Tiger Shark (film) should not be confused with Tigershark (film).
Tiger Shark | |
Director: | Howard Hawks |
Producer: | Bryan Foy |
Story: | Houston Branch |
Budget: | $375,000[1] |
Gross: | $879,000 |
Screenplay: | Wells Root |
Starring: | |
Music: | Bernhard Kaun |
Cinematography: | Tony Gaudio |
Editing: | Thomas Pratt |
Distributor: | First National Pictures |
Runtime: | 77 minutes |
Language: | English |
Country: | United States |
Tiger Shark is a 1932 American pre-Code melodrama romantic film directed by Howard Hawks and starring Edward G. Robinson, Richard Arlen and Zita Johann.[2]

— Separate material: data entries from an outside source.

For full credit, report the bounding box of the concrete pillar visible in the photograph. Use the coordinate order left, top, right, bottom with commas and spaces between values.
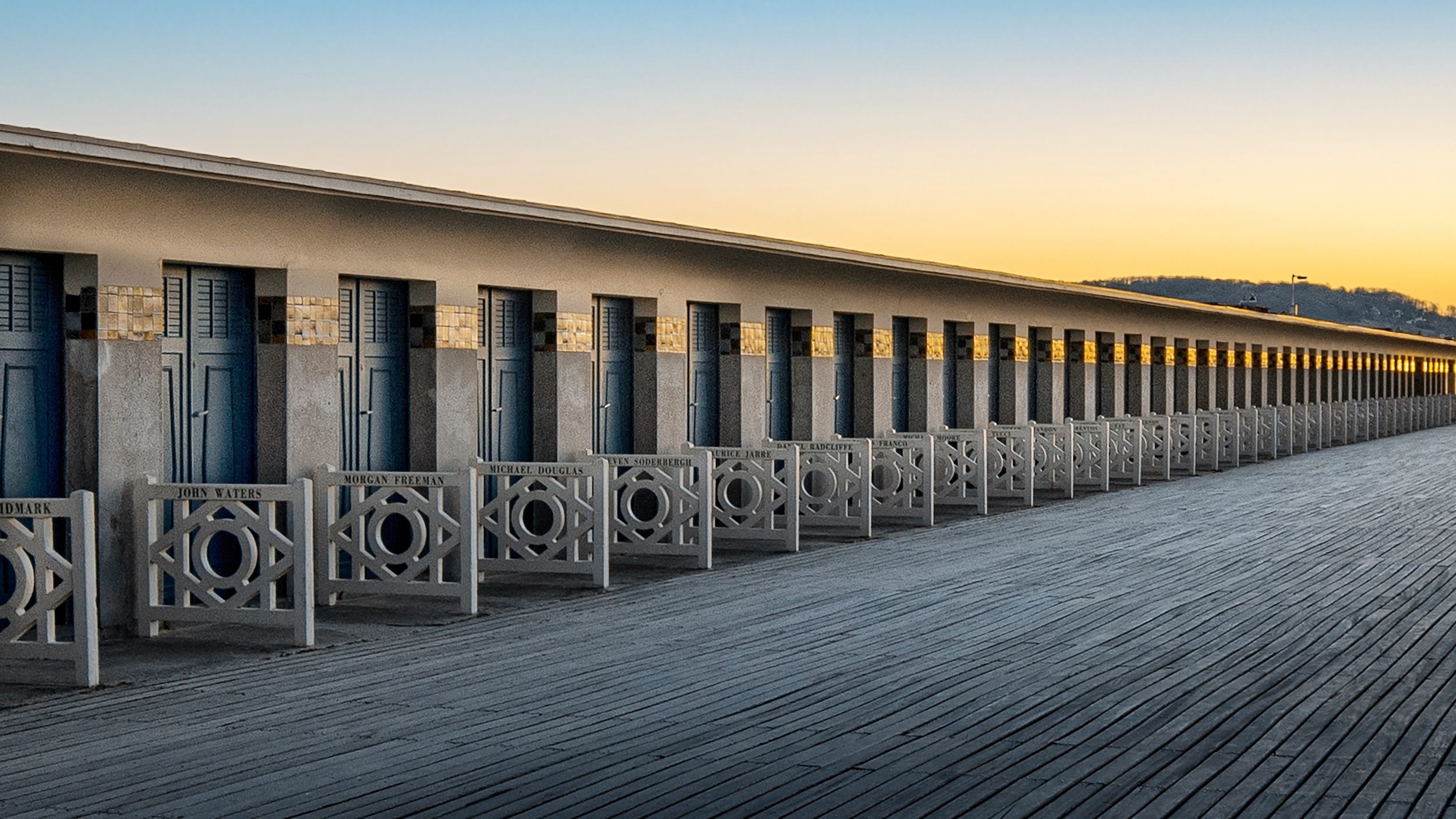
1042, 327, 1069, 422
718, 304, 769, 446
791, 307, 835, 441
1063, 330, 1097, 420
922, 320, 960, 432
1172, 339, 1199, 413
971, 321, 992, 428
855, 313, 894, 438
1123, 335, 1153, 416
632, 298, 687, 454
419, 279, 480, 471
1194, 341, 1219, 410
532, 291, 597, 461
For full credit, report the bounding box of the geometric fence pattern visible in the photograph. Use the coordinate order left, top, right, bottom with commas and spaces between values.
0, 492, 101, 688
603, 449, 713, 569
136, 477, 314, 646
687, 445, 800, 551
314, 467, 478, 614
473, 458, 610, 589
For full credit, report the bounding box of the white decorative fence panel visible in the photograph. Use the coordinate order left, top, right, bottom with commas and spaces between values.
1289, 405, 1310, 452
136, 477, 314, 646
0, 492, 101, 688
1193, 412, 1223, 471
314, 467, 479, 614
870, 435, 935, 527
935, 429, 990, 515
1072, 420, 1112, 492
1213, 410, 1243, 469
1168, 414, 1199, 474
986, 423, 1037, 506
1330, 402, 1351, 446
1234, 409, 1260, 464
1140, 414, 1174, 480
1104, 417, 1143, 486
475, 458, 612, 589
1254, 407, 1280, 461
689, 446, 800, 551
602, 449, 713, 569
1030, 423, 1076, 498
765, 438, 874, 537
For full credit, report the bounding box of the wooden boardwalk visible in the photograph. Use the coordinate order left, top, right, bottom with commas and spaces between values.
0, 429, 1456, 819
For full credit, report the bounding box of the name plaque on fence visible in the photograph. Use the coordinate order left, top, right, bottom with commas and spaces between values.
800, 441, 862, 452
602, 455, 698, 469
475, 461, 594, 477
706, 446, 783, 461
334, 471, 459, 487
0, 501, 70, 518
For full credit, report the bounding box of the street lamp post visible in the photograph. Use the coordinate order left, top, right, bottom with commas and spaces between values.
1289, 275, 1309, 315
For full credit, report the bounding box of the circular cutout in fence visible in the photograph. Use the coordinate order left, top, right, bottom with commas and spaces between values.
870, 461, 904, 493
203, 531, 243, 577
521, 501, 556, 538
508, 489, 567, 545
0, 540, 35, 611
800, 466, 839, 504
718, 476, 763, 512
192, 518, 258, 589
619, 483, 670, 527
376, 512, 415, 557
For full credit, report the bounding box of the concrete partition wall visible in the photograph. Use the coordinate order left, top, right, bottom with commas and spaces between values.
8, 137, 1453, 626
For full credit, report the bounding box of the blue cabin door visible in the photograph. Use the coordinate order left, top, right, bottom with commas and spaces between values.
765, 307, 794, 441
340, 279, 409, 471
941, 321, 961, 429
480, 289, 536, 461
687, 304, 718, 446
593, 297, 634, 454
835, 313, 855, 438
890, 317, 910, 432
0, 253, 63, 497
162, 265, 258, 483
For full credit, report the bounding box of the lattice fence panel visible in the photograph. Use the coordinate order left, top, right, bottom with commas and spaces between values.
1193, 412, 1223, 471
1274, 405, 1295, 455
689, 446, 800, 551
475, 458, 612, 588
1105, 417, 1143, 486
1072, 420, 1112, 492
603, 449, 713, 569
1330, 402, 1351, 446
765, 438, 874, 537
1030, 423, 1075, 498
314, 467, 479, 614
935, 429, 990, 515
1168, 414, 1200, 474
136, 477, 314, 646
1290, 405, 1310, 452
870, 435, 935, 527
1254, 407, 1280, 461
1213, 410, 1243, 469
986, 423, 1037, 506
0, 492, 101, 688
1232, 407, 1260, 464
1139, 414, 1174, 480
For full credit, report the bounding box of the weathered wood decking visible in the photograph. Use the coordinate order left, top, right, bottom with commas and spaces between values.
0, 429, 1456, 819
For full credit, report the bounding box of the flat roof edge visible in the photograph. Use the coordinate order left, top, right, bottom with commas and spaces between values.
0, 123, 1456, 346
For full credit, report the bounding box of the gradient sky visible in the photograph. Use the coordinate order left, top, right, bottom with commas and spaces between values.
0, 0, 1456, 304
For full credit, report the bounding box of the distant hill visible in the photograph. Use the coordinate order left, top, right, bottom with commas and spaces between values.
1083, 276, 1456, 339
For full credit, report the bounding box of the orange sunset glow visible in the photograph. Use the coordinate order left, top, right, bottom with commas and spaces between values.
0, 3, 1456, 306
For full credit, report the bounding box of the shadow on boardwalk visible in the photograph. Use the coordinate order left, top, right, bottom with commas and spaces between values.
0, 428, 1456, 819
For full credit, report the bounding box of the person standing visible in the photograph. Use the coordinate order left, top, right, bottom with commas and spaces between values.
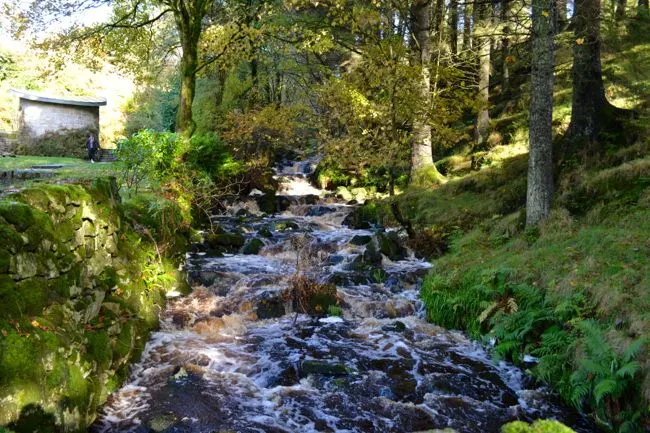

The wife of one-handed tuna fisherman Mike Mascarenhas falls for the man whose life Mike had saved while at sea.
The film was made in the same year as Scarface, which is considered to be the Howard Hawks' best film of the early sound era. The general storyline was repeated several times in later films such as Manpower (1941) with Marlene Dietrich and George Raft, in which Robinson plays the same role but as a powerline worker.
John Lee Mahin worked on the script for the film uncredited.[3]
The film's leading lady Zita Johann may be best remembered for her role in Karl Freund's The Mummy, also released in that same year, 1932.
According to Warner Bros. records, the film earned $436,000 domestically and $443,000 foreign.[1]